Issue (i): Whether sales made to a domestic 100% export-oriented undertaking qualified for deduction under section 10B of the Income-tax Act, 1961 as deemed exports.
Analysis: Section 10B(3) requires that the sale proceeds of exported articles or software be received in, or brought into, India in convertible foreign exchange within the prescribed time. The benefit under section 10B is therefore linked to receipt of export proceeds in foreign exchange, and the Exim policy could not override the plain statutory condition.
Conclusion: The claim for deduction on such sales was rejected and the issue was decided against the assessee.
Issue (ii): Whether foreign exchange expenditure on insurance, travelling and communication was required to be excluded from both export turnover and total turnover for computing deduction under section 10B.
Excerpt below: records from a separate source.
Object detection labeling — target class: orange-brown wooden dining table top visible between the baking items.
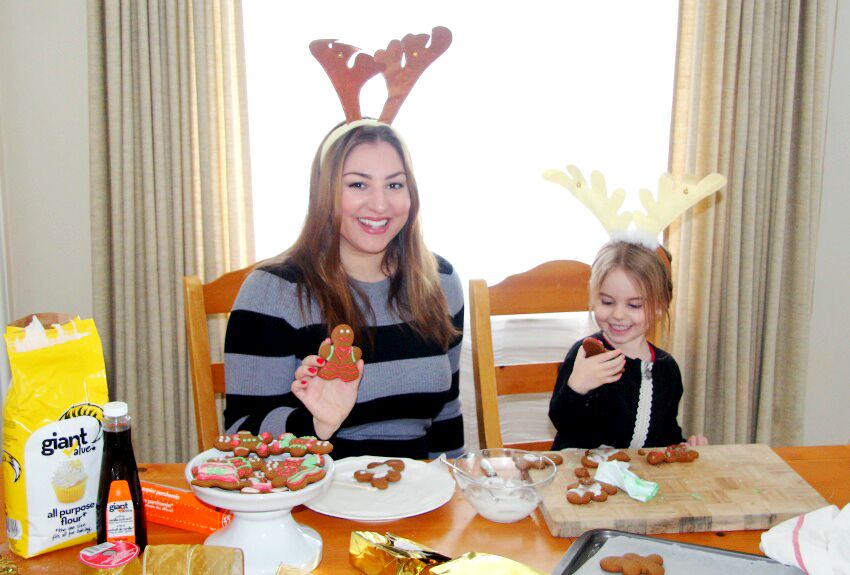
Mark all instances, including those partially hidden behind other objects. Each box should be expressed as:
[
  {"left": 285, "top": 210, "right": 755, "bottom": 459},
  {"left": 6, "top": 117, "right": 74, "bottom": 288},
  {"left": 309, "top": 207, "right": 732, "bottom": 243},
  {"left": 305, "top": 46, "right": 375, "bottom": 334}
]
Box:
[{"left": 0, "top": 445, "right": 850, "bottom": 574}]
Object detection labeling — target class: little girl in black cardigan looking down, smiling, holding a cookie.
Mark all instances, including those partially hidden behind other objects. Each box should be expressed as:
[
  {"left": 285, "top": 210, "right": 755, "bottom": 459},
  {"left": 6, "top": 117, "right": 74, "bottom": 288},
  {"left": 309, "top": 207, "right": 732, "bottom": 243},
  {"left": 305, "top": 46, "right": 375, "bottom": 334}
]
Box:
[{"left": 549, "top": 241, "right": 708, "bottom": 450}]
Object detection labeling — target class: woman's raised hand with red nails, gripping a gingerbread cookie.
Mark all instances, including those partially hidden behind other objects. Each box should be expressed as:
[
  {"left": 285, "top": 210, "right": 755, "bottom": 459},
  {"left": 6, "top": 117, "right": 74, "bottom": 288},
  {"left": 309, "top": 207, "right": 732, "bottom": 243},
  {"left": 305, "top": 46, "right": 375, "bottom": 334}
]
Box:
[{"left": 291, "top": 339, "right": 363, "bottom": 439}]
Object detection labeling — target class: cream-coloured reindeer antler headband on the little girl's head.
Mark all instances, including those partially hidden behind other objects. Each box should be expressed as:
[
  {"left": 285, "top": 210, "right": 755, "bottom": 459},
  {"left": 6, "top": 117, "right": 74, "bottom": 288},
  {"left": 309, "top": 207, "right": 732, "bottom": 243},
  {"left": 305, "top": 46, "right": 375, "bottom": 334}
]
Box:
[{"left": 543, "top": 165, "right": 726, "bottom": 250}]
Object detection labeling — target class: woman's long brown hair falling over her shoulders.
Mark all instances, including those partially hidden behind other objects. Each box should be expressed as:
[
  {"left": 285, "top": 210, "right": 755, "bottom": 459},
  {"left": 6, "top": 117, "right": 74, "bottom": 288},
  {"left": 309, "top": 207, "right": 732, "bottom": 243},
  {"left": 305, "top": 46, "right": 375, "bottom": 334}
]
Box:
[{"left": 284, "top": 125, "right": 458, "bottom": 349}]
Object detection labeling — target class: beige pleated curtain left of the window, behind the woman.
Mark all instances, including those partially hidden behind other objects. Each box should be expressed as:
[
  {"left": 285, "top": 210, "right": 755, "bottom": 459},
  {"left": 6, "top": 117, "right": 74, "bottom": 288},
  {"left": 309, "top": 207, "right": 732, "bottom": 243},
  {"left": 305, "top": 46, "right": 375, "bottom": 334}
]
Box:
[{"left": 89, "top": 0, "right": 254, "bottom": 461}]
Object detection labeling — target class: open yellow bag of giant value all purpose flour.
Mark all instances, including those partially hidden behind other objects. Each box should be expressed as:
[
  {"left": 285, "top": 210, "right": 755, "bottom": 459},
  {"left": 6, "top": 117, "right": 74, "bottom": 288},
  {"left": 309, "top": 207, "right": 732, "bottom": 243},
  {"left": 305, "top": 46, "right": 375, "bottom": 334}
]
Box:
[{"left": 3, "top": 319, "right": 109, "bottom": 557}]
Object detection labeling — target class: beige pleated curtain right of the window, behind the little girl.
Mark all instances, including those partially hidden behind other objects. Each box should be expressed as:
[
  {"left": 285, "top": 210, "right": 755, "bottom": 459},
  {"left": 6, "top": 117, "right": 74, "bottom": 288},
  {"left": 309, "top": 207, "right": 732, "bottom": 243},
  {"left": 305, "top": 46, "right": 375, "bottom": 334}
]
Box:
[{"left": 667, "top": 0, "right": 827, "bottom": 445}]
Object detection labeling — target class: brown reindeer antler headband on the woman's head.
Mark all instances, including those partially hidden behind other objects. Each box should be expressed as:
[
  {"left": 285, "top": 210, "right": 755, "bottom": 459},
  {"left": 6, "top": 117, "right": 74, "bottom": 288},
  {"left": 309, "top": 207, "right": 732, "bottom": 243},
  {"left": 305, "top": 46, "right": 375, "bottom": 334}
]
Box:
[{"left": 310, "top": 26, "right": 452, "bottom": 158}]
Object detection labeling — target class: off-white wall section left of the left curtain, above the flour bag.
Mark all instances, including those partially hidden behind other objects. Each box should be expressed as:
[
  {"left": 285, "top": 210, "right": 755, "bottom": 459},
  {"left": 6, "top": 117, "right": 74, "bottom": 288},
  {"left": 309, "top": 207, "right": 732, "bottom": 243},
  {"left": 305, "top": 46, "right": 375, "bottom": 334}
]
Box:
[{"left": 0, "top": 0, "right": 92, "bottom": 319}]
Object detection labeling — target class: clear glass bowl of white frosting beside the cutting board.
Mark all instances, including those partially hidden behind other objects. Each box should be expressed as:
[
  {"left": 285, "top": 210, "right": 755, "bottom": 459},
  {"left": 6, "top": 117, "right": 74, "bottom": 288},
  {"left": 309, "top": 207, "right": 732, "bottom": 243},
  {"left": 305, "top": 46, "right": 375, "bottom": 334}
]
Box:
[{"left": 452, "top": 448, "right": 558, "bottom": 523}]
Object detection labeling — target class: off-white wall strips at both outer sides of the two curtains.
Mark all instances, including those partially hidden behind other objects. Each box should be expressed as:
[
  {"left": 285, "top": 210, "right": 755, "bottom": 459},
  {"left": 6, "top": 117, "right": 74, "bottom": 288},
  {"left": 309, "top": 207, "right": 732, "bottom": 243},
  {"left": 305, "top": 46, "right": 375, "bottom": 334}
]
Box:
[{"left": 0, "top": 0, "right": 850, "bottom": 445}]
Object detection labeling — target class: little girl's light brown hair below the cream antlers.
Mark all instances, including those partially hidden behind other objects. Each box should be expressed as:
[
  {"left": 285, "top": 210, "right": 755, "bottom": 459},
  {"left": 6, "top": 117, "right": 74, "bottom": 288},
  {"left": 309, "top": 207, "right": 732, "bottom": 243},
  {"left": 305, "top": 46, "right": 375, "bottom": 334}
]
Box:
[{"left": 589, "top": 241, "right": 673, "bottom": 332}]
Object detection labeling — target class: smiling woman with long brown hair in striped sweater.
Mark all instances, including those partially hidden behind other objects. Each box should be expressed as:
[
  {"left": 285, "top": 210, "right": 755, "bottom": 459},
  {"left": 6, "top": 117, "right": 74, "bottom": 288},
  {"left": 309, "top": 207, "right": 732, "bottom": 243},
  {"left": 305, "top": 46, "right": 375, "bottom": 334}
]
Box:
[{"left": 225, "top": 124, "right": 463, "bottom": 458}]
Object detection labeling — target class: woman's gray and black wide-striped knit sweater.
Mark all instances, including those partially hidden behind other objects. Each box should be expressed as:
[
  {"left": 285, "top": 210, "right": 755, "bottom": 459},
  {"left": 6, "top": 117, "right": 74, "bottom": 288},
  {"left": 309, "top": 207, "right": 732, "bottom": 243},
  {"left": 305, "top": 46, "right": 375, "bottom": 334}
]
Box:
[{"left": 224, "top": 256, "right": 463, "bottom": 459}]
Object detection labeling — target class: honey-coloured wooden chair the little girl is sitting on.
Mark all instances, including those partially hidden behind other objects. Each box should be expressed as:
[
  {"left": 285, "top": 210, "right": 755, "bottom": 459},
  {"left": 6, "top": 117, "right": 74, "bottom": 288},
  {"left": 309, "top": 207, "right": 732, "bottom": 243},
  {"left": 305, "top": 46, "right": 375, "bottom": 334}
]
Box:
[{"left": 469, "top": 260, "right": 590, "bottom": 450}]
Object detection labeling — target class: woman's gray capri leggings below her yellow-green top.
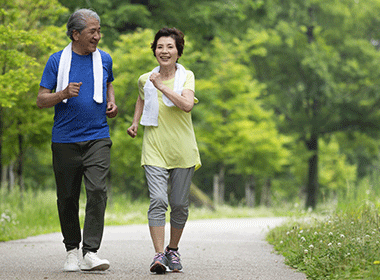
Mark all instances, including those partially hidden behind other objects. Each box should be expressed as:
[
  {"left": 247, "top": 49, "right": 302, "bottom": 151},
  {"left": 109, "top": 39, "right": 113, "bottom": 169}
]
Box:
[{"left": 144, "top": 165, "right": 195, "bottom": 229}]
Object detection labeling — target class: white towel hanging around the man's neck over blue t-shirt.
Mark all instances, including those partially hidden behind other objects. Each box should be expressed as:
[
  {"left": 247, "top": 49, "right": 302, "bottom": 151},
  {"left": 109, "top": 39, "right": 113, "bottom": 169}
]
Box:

Analysis: The jurisdictional High Court's ratio was applied to hold that expenses incurred in foreign exchange of this nature must be reduced from export turnover as well as from total turnover so that the computation remains consistent.
Conclusion: The exclusion from both export turnover and total turnover was allowed in favour of the assessee.
Final Conclusion: The assessee succeeded only on the computation of turnover adjustment, while the claim treating domestic sales as eligible export turnover failed.
Ratio Decidendi: Deduction under section 10B is available only where the export proceeds are received in convertible foreign exchange, and amounts excluded from export turnover must also be excluded from total turnover for a consistent computation.